It was interesting to review Dr Robin Vines (December InPsych, 2017, p. 33) article about the need to “end Australia’s regional health workforce drought” when a few days before I read it, ABC and SBS TV news reported the “Royal Flying Doctor Service (RFDS) warns rural mental health services in ‘crisis’ ”.
This was also a few days after I’d driven to a non-metropolitan centre to provide telehealth consultations, and not for the first time, I had no telehealth consultation booked.
The situation is not helped by (at least) three “barriers”:
a) The obscenely low Medicare rebates;
b) The rebate being the same if I consult in my metropolitan office or a hired room in a country town, which I’ve spent (non-income generating) time driving to;
c) One of the major employers of doctors in the region advising me “…we provide medical and allied health services where we either don’t charge or charges are well below industry averages, and we maintain this consistency with services provided through third parties onsite.” (I’d enquired about sessional rental of a room in their premises).

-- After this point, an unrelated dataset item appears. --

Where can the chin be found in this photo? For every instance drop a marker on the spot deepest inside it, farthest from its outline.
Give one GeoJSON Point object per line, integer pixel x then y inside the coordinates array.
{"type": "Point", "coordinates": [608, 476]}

So, while that not for profit (presumably) gets a massive subsidy to provide services in the country, (which allows them to bulk bill clients) a private practitioner seeking to “…increase ease of access to psychological services for a currently underserviced section of the Australian Community” (to quote Dr Vines) gets no subsidy. For example, a higher Medicare rebate for non-metropolitan consultations.
Despite spending considerable amounts of time, money and energy contacting doctors and potential clients (including via targeted advertising on Facebook) I have yet to receive a single telehealth referral.
Considering Dr Vines “workforce drought” and the “crisis” reported by the RFDS I think the situation is not helped when GPs don’t actually make use of the available services.